Whenever I hike through the Smoky Mountains I refer to and share this directory. It contains the names of the trails along with detailed specifics such as trail location, key features, length of trail in miles, elevation and difficulty level. And considering this enormous outdoor playground spans a half million acres with more than 800 miles of trails, it’s a valuable resource for every hiker, no matter your skill level.
2. Dress for Comfort
When I first started hiking I wore socks that were quite thin. I figured the lighter material would make my feet feel better at the end of the day. That was actually a big mistake. Those thin socks left my feet sore and blistered. I did a little research and discovered that thick, heavy socks actually worked much better. The big, bulky variety is my sock of choice. They do an excellent job of preventing blisters and keeping my feet dry.

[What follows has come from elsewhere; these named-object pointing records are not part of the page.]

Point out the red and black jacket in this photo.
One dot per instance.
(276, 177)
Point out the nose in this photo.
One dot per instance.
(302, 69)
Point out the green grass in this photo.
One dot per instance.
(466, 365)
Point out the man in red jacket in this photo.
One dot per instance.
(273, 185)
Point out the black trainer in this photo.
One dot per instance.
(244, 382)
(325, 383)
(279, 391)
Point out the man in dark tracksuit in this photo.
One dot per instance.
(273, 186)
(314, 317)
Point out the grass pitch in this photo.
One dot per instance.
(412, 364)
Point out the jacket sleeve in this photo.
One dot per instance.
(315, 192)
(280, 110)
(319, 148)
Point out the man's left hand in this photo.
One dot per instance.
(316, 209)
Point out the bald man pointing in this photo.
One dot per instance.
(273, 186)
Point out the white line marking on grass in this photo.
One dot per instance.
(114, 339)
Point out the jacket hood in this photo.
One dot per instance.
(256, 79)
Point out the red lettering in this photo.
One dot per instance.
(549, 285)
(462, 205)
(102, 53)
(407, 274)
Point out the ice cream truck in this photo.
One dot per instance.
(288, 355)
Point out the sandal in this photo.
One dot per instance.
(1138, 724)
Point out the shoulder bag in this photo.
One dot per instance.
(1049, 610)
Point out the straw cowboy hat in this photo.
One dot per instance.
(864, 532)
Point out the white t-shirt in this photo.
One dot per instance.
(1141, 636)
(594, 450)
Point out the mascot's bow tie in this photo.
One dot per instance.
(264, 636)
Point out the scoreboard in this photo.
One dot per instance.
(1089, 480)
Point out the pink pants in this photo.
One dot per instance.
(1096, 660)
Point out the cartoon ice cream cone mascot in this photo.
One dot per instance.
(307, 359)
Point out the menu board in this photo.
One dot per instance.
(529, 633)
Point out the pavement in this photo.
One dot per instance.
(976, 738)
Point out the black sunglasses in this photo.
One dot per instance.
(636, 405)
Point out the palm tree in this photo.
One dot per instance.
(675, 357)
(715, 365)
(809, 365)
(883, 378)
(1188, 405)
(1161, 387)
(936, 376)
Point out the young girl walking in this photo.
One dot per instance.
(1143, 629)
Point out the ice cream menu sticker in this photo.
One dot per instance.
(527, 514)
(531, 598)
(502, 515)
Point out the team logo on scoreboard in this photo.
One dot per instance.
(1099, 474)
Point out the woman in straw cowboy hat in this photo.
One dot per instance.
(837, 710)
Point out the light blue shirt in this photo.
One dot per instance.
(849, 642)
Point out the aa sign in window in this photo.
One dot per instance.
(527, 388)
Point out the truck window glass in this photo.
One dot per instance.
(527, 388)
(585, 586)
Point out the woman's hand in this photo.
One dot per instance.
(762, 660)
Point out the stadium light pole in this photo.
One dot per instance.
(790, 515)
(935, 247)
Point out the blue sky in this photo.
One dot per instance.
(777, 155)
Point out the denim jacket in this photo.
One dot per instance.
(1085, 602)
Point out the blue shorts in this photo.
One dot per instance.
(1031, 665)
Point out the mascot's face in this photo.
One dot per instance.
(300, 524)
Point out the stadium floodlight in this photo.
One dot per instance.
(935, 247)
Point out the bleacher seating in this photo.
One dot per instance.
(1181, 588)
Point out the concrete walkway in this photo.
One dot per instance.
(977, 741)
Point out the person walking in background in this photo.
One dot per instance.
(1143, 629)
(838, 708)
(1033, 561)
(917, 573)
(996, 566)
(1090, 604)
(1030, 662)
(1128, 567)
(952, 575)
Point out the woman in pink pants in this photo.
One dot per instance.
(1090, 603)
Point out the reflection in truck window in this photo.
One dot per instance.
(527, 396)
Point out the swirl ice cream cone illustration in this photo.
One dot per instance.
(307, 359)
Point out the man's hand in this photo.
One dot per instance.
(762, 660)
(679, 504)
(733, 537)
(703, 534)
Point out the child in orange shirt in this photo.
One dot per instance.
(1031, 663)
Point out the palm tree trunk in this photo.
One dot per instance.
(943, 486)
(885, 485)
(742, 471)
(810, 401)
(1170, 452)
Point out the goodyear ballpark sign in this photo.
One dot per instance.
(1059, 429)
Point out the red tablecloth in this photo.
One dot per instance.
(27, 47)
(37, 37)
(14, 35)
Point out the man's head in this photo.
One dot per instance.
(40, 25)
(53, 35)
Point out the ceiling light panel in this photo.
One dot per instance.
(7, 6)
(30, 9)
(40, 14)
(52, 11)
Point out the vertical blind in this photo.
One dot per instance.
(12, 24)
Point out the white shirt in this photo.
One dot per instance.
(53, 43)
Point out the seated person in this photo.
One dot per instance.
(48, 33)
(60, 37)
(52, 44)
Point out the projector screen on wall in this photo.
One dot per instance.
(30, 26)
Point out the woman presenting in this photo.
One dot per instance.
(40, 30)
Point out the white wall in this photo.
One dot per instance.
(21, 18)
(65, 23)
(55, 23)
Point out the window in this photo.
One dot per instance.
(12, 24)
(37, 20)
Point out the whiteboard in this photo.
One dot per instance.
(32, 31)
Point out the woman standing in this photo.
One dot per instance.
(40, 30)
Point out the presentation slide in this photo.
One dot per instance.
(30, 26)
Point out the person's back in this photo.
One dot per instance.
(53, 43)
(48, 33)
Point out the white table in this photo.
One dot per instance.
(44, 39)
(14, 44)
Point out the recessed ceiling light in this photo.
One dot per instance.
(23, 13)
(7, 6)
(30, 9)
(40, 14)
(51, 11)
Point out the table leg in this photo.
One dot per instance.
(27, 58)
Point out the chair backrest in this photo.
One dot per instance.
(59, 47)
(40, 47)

As for the upper part of my body, I start out by dressing in layers. A nice thin shirt next to my skin works well to keep me warm in cooler weather. If my hike starts in the morning, I’ll wear a windbreaker or some type of fabric that lets air get in. My motto is wear clothes that can breathe so you don’t feel weighted down as you’re hiking. As the afternoon sun gets hotter, I just peel away layers to cool down.
3. Pack Smart, Pack Light
As a general rule, I like to keep my backpack under 25 pounds. At this weight, I don’t usually get very fatigued. Plus, the lighter load helps with wear and tear on my legs and shoulders. That said, I still pack everything I’ll need to make the most of my hike.
- Bottled Water—Staying hydrated on the trail is the best thing you can do for your body. So be sure to pack at least two bottles. I don’t recommend drinking from the streams or lakes along the trail as the water can be contaminated.
- Must Haves—The littlest things can have the biggest impact. So remember the essentials like sunscreen, bug repellant, a flashlight, map and compass.
- Snacks—You won’t need a gourmet meal to sustain yourself so only bring along nonperishable items. I like nuts and berries. A handful of these goodies powers me up and keeps me going.
- First Aid—Since I don’t plan on wrestling (or even coming close to) any of the beautiful black bears wandering throughout the Smokies, I suggest carrying only the basics. A few bandages and some antiseptic can go a long way.
- Rain Gear/Change of Clothes—I never leave home without either of them. Staying dry prevents a wide range of problems including frostbite and hypothermia.
4. Use the Buddy System
Two is better than one. Especially when you’re exploring vast wildernesses you might not be familiar with. Modern technology like cell phones is great, but not always reliable where signal strength can be comprised. My go to communication device is a whistle. Old fashioned but trustworthy, the sound of a whistle will carry a great distance, helping your buddy pinpoint your location should you become separated.
5. Hands Off
It’s best to admire everything inside Mother Nature’s great big house from a distance. If you want reach out and touch something, think again. The Smoky Mountains has plants like poison ivy, poison sumac and nettle. At the very least, these plants can cause you to itch like crazy. Worst case scenario? You could have an allergic reaction requiring medical attention. The area is also home to venomous snakes. So just keep your hands to yourself and enjoy the hike. Besides, the “hiking code” states that you should never remove anything.